The Virginian-Pilot
                             THE VIRGINIAN-PILOT 
              Copyright (c) 1994, Landmark Communications, Inc.

DATE: Wednesday, August 3, 1994              TAG: 9408020150
SECTION: VIRGINIA BEACH BEACON    PAGE: 06   EDITION: FINAL 
TYPE: Cover Story 
SOURCE: BY MARY REID BARROW, STAFF WRITER 
                                             LENGTH: Medium:   74 lines

FORMER COAST GUARDSMAN RECALLS HARROWING NIGHT LYLE GUN WAS LOST

Until his horse plunged out from under him into the raging current in an inlet that had sliced through the beach, Ben Wroton did not know he was in the middle of one of the strongest hurricanes ever to hit the area.

Coast Guard Boatswain's Mate Wroton was riding his horse through the storm in pitch darkness on the midnight to 4 a.m. beach patrol out of Little Island Station that fateful night in August 1933. He had no idea the raging seas had already cut an inlet into Back Bay about a half mile south of the station.

``I was riding my horse,'' Wroton recalled, ``when the horse fell into the inlet. It was as dark as all outdoors. I held my hand up and just happened to grab a tree root.''

The tree root saved his life. He was able to crawl back up on the beach but the horse was not so lucky. The animal was swept away into Back Bay by the terrific current. Wroton didn't know what happened to the horse over the following two or three days, but somehow the animal made it back to its stable.

``And then he just lay down,'' Wroton said, ``and passed away.''

The fact that the storm was strong enough to cut an inlet through the beach was the first indication Wroton had that the storm was a dangerous one. In those days, the only clue folks had of approaching bad weather was a falling barometer. He hiked back through the wind and rain to Little Island station where he sounded a general alarm.

He estimated that by that time the winds were blowing 140 to 150 miles per hour and that there was a 50-to-60-foot sea.

Crew members first went to evacuate their families from their beach houses near the station. They were going to carry them to the safety of the life-saving station itself, which was thought to be the safest place to weather the storm because it had been built on pilings. Besides, at that time there was no escape from the remote area anyway.

``That was the only place we had to go,'' Wroton said.

Wroton and the rest of the crew quickly realized the evacuation wasn't going to be easy. They discovered still another inlet had been cut through the beach just to the north of the station. Although the inlet cut the crew off from their families, Wroton said he thinks the inlet was also one of the reasons the station survived.

``The inlet took away the force of the water in front of the building,'' he said.

But it caused no end of problems in rescuing the families on the other side of the rushing inlet. ``I was underwater carrying my wife through the gully,'' he said.

Although all the families made it through the storm, some did not make it to the station. One family was lucky enough to weather the storm up on the only sand dune that wasn't destroyed by the sea. Another family climbed onto their roof to escape the rising water.
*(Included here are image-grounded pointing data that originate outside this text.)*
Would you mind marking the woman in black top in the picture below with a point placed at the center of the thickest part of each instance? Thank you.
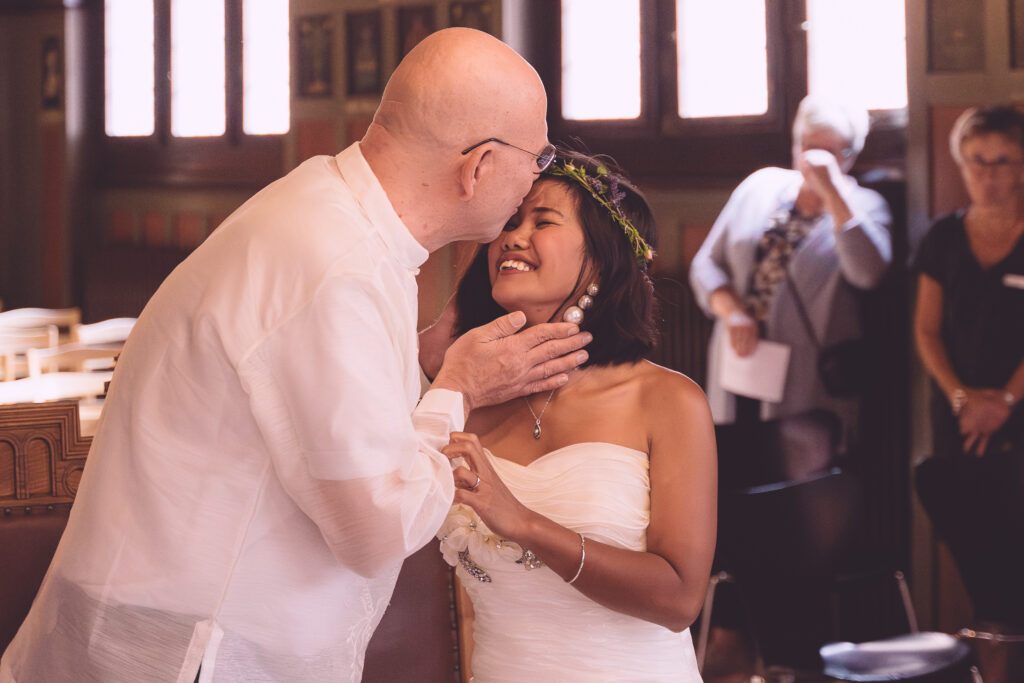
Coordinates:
(970, 334)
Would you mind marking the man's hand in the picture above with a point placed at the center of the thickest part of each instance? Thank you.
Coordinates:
(492, 364)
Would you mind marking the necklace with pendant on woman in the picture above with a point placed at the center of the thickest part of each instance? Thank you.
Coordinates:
(537, 418)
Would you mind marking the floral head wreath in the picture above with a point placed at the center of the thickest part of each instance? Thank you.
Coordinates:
(604, 188)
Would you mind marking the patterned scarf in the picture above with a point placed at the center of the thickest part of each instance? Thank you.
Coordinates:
(786, 229)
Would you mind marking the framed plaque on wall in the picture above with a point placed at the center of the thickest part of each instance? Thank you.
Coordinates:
(955, 36)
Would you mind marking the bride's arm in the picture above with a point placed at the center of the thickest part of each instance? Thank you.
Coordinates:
(665, 585)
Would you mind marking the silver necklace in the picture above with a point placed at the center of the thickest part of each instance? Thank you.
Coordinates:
(537, 418)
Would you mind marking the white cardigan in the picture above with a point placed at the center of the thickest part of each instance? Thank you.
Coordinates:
(825, 268)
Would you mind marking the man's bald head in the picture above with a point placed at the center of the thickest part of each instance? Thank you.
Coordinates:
(458, 88)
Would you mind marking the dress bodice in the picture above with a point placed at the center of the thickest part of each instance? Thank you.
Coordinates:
(530, 625)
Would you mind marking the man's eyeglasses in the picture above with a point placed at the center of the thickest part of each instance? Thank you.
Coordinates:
(999, 164)
(543, 160)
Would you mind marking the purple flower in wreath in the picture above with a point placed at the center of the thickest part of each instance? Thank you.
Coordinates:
(615, 193)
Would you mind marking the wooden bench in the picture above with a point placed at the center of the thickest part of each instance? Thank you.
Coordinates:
(42, 457)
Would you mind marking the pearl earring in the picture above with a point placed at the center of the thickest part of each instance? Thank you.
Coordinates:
(574, 313)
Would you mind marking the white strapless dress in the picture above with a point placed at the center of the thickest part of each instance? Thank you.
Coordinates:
(530, 625)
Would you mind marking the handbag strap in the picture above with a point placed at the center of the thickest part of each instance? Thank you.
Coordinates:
(804, 317)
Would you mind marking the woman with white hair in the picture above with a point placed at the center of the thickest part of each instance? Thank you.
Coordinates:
(783, 263)
(784, 258)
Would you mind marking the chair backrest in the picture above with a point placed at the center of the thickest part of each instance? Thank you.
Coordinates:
(53, 386)
(37, 317)
(14, 342)
(808, 528)
(416, 639)
(104, 332)
(74, 357)
(42, 457)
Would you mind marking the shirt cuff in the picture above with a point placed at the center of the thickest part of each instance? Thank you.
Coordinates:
(850, 224)
(443, 403)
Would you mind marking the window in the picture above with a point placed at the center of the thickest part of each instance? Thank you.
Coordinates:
(877, 78)
(129, 101)
(710, 88)
(722, 57)
(591, 73)
(218, 115)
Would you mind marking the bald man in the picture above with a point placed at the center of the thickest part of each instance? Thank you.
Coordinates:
(263, 464)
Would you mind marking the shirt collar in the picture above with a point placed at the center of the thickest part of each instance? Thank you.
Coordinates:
(371, 196)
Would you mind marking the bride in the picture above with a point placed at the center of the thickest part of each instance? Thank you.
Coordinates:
(585, 518)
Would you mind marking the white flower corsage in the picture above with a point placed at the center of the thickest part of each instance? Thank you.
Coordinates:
(466, 540)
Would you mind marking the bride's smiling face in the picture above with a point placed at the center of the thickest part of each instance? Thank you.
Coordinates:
(535, 262)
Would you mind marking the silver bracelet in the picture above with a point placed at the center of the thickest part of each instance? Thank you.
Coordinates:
(583, 557)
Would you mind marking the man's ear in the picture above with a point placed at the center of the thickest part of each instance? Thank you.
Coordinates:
(474, 166)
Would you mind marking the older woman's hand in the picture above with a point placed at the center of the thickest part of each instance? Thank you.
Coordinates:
(479, 487)
(742, 333)
(821, 172)
(983, 415)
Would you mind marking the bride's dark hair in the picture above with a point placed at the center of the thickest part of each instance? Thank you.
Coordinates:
(623, 317)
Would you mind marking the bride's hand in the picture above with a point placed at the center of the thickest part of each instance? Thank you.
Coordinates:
(479, 486)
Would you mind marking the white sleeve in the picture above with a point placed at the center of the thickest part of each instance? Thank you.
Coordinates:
(863, 243)
(328, 393)
(710, 267)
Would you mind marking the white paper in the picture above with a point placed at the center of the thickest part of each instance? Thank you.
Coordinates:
(760, 375)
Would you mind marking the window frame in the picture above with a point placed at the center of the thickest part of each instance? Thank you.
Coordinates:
(665, 147)
(232, 160)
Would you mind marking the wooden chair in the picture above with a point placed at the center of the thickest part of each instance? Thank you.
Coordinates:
(42, 457)
(73, 357)
(54, 386)
(38, 317)
(15, 342)
(104, 332)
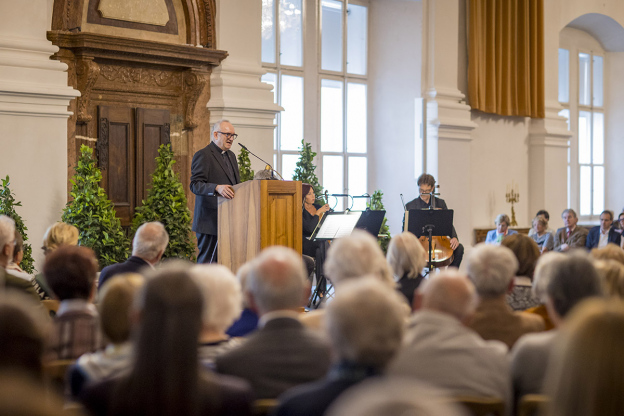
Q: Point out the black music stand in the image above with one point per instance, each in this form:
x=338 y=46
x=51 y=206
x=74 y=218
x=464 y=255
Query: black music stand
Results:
x=429 y=222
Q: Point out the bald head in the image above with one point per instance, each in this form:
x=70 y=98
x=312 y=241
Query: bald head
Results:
x=277 y=281
x=450 y=292
x=150 y=241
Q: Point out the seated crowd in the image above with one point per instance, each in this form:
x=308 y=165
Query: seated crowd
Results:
x=175 y=338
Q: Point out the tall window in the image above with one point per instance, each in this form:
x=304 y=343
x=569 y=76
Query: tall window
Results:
x=581 y=87
x=335 y=79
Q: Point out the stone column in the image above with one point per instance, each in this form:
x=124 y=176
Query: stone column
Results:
x=448 y=116
x=237 y=94
x=34 y=97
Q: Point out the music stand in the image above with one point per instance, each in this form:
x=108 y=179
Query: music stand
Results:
x=429 y=222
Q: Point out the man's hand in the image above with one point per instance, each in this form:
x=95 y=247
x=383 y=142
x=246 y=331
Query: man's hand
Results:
x=225 y=191
x=454 y=243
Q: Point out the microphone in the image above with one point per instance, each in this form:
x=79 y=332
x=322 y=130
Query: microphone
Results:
x=262 y=160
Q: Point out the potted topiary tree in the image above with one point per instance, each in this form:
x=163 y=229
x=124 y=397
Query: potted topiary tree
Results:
x=90 y=210
x=306 y=170
x=166 y=202
x=376 y=204
x=7 y=207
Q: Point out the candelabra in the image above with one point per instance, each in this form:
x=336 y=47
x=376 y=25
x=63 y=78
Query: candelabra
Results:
x=512 y=196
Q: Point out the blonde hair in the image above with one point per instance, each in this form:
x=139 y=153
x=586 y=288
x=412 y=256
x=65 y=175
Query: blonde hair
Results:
x=611 y=275
x=586 y=376
x=116 y=300
x=59 y=234
x=406 y=255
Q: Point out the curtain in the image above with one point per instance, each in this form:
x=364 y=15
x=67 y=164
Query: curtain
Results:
x=506 y=57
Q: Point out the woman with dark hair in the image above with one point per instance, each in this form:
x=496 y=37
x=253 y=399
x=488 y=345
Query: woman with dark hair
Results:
x=166 y=378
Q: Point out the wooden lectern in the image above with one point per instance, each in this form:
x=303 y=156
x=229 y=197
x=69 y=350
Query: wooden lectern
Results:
x=263 y=213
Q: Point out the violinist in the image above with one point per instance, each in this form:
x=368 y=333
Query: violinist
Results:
x=426 y=186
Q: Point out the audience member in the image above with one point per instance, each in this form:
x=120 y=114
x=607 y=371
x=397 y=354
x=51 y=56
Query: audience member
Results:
x=611 y=275
x=58 y=234
x=282 y=353
x=608 y=252
x=441 y=351
x=492 y=269
x=407 y=259
x=222 y=306
x=166 y=378
x=570 y=235
x=248 y=321
x=571 y=280
x=603 y=234
x=7 y=244
x=116 y=298
x=70 y=271
x=395 y=396
x=544 y=240
x=365 y=325
x=527 y=253
x=541 y=279
x=349 y=258
x=586 y=374
x=22 y=332
x=18 y=255
x=148 y=246
x=502 y=230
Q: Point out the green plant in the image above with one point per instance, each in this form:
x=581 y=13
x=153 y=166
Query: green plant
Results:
x=305 y=170
x=244 y=166
x=376 y=204
x=7 y=207
x=90 y=210
x=166 y=202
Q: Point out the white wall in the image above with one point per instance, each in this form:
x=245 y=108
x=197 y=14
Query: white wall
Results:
x=395 y=79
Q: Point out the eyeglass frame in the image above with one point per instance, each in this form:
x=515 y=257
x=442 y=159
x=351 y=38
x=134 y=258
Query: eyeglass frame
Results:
x=228 y=135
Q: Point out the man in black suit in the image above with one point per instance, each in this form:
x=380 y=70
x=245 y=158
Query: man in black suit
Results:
x=213 y=172
x=603 y=234
x=148 y=247
x=426 y=185
x=282 y=353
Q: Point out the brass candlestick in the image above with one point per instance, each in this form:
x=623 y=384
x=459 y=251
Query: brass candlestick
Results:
x=513 y=197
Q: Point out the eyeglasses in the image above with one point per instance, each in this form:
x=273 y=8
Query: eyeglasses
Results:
x=229 y=135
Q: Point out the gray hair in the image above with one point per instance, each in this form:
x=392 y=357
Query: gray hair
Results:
x=222 y=295
x=217 y=126
x=573 y=279
x=277 y=280
x=502 y=218
x=150 y=239
x=7 y=231
x=355 y=256
x=450 y=292
x=544 y=269
x=491 y=268
x=406 y=255
x=366 y=322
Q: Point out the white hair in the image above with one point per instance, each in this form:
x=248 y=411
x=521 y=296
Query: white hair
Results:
x=450 y=292
x=491 y=268
x=217 y=126
x=277 y=280
x=7 y=231
x=365 y=322
x=150 y=239
x=355 y=256
x=222 y=295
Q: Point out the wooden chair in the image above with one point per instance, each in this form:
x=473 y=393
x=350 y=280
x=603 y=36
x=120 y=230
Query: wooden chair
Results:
x=532 y=404
x=482 y=406
x=51 y=306
x=54 y=373
x=264 y=407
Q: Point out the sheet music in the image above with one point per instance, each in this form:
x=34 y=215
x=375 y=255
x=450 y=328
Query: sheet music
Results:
x=336 y=226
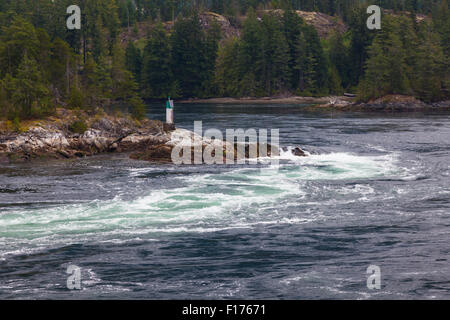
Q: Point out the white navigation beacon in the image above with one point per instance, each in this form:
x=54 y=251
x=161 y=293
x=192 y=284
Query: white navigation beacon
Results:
x=169 y=111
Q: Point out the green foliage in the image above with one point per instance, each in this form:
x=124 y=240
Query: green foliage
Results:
x=43 y=66
x=403 y=62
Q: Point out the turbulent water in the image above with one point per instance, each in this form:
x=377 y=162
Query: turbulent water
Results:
x=375 y=191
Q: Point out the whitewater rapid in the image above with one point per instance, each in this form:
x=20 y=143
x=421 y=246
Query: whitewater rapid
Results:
x=241 y=197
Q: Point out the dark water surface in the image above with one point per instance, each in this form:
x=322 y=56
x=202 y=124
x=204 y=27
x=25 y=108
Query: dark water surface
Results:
x=375 y=191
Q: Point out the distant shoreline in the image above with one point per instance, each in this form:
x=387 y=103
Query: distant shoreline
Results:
x=269 y=100
x=336 y=103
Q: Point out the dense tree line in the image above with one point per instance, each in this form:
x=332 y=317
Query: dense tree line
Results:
x=44 y=65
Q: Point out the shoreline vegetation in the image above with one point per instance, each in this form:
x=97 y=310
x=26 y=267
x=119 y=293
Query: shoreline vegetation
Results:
x=126 y=52
x=97 y=133
x=343 y=103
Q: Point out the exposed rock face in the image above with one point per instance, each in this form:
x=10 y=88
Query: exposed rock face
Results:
x=191 y=148
x=106 y=134
x=148 y=140
x=323 y=23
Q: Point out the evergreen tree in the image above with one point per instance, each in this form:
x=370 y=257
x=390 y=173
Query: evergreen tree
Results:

``They were carried on their house top into the bay and survived,'' he said. ``A dog, cat, four children and wife - all survived.''

The only building to survive was the station itself. All the crews' homes and the original station filled with life-saving equipment including the Lyle gun were destroyed.

Wroton, who was 25 at the time, said he was never frightened. ``We were young bucks then and didn't see danger in anything. We just did the job.'' ILLUSTRATION: Photo courtesy of U.S. Coast Guard

This photo of the Little Island Station was taken in 1917. It was

being used only as an equipment building when it was destroyed by

the hurricane of 1933. Several crew members and their families

survived in a newer building.

Ben Wroton, 86, a retired boatswain's mate, lost his horse in the

storm, but a tree root saved his life.